The military has spent $500 million enforcing the "Don’t Ask, Don’t Tell" policy regarding gays and lesbians in the military.
Joe Morrissey on Wednesday, February 2nd, 2011 in a floor speech.
Del. Joe Morrissey says military spent $500 million enforcing Don't Ask, Don't Tell
Gays and lesbians will soon be allowed to serve openly in the United States military and a bill by Republican Del. Bob Marshall to ban them from the Virginia National Guard has been squashed in committee.
But that didn’t silence Del. Joe Morrissey, D-Henrico, who tried to counter Marshall by introducing legislation that would have barred the state from banning gays. His bill was killed by the same panel that snuffed Marshall’s.
Morrissey, still wanting to speak on the subject, rose on the House floor on Feb. 2 and said the military spent "half a billion dollars to drum [gays] out of the service."
Is he right?
Morrissey told us he based his statement on a report from The Williams Institute at the UCLA School of Law.

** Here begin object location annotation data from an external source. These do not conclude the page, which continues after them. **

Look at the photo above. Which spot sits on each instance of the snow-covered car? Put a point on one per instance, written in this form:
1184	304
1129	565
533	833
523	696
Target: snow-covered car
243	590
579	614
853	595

The organization studies laws and public policies regarding sexual orientation.
A May, 2010 report from the group projected costs between $290.7 million and $555.2 million from 1994 and 2008. The research relied on information from the Government Accountability Office and the Palm Center at the University of California, Santa Barbara. The Palm Center studies gender and sexuality in the military.
We found two Government Accountability Office reports on the "Don’t Ask, Don’t Tell" policy. The first, released in 2005, examined the costs of the policy over its first decade, from 1994 through 2003. It said 9,488 soldiers and sailors were kicked out of the military under the policy during those years. The study said the dismissals cost the government about $95 million, using 2004 values, to recruit replacements.
The GAO said it was unable to obtain the cost of replacing Marines and 136 ousted officers. Administrative costs were not calculated as well.
In the GAO’s most recent report, released last month, the government watchdog reviewed dismissals from 2004 through 2009. That report found 3,664 expulsions and estimated the replacement cost at $193.3 million, in 2009 dollars.
The GAO said this study contained more detailed information than the previous report, including data on administrative expenses and the price of replacing officers, who are far more expensive to train because the military often pays for their education at a service academy or through the Reserve Officers’ Training Corps program.
But Zina Merritt, who spearheaded the GAO’s latest report, said these two studies don’t necessarily allow us to determine a total cost of dismissals over the entire life of the "Don’t Ask, Don’t Tell" program.
"In fact, we somewhat discourage doing that because there were a number of different factors on data we got this round that we didn’t get the last round," she said. "In 2005 the data didn’t include the Marine Corps, medical personnel and some other costs."
Merritt said it would be better to view the reports as a base-line estimate of costs associated with the program. She acknowledged the true expenses were likely higher, given the GAO’s inability to gather all of the data it sought.
The Palm Center tried to establish a more comprehensive cost figure with its 2006 report, which was authored by a commission that included former Defense Department officials, including William Perry, the Secretary of Defense from 1994 until 1997. Also serving on the panel were faculty members from the U.S. Military Academy and the Naval Postgraduate School.
The commission said the GAO’s 2005 report accounted for the cost of replacing soldiers but did not adjust for any value received by the military over the course of a discharged soldier’s service. The Palm Center study said the military underestimated the price of training soldiers. It noted that while a 1998 report said the average cost of training an enlistee is $28,800, the 2005 paper found that the Navy, which had the highest per-capita training cost, said it spent just $18,000 training a new enlistee. The Army and Air Force said they spent even less.
After speaking with an Army research analyst, the Palm Center group reported the average cost of training an Army recruit was between $45,600 to $56,400. Given that information, the Palm Center said it believes the GAO report underestimated training costs.
The commission also sought to calculate the costs of training officers. If found some officers,
such as jet pilots, can cost more than $1 million to train, though most are not as expensive.
The commission considered several other costs, such as money spent by the military on travel costs for discharged soldiers. The group ultimately estimated a $363.8 million price for the policy’s enforcement between 1994 and 2003. When the Williams Center’s estimate for next five years is included, the total cost is reported at $555.2 million for 1994 through 2008.
Morrissey said the military has spent "half a billion dollars" to dismiss gays and lesbians from the military.
If we combine the GAO costs from its two reports, we get a total of $288.3 million spent enforcing "Don’t Ask, Don’t Tell." And as the author of the most-recent report told us, that should be considered a minimum estimate, not an accurate total cost.
The Williams Institute at UCLA and the Palm Center at UCSB both believe the actual costs were higher. Williams put its most recent estimate at $555.2 million. Neither Williams nor the Palm Center had complete access to military records on recruitment and spending.
Morrissey’s figures are certainly reasonable. But because of the difference between the GAO figures and the figures from other groups, we rate his claim at Mostly True.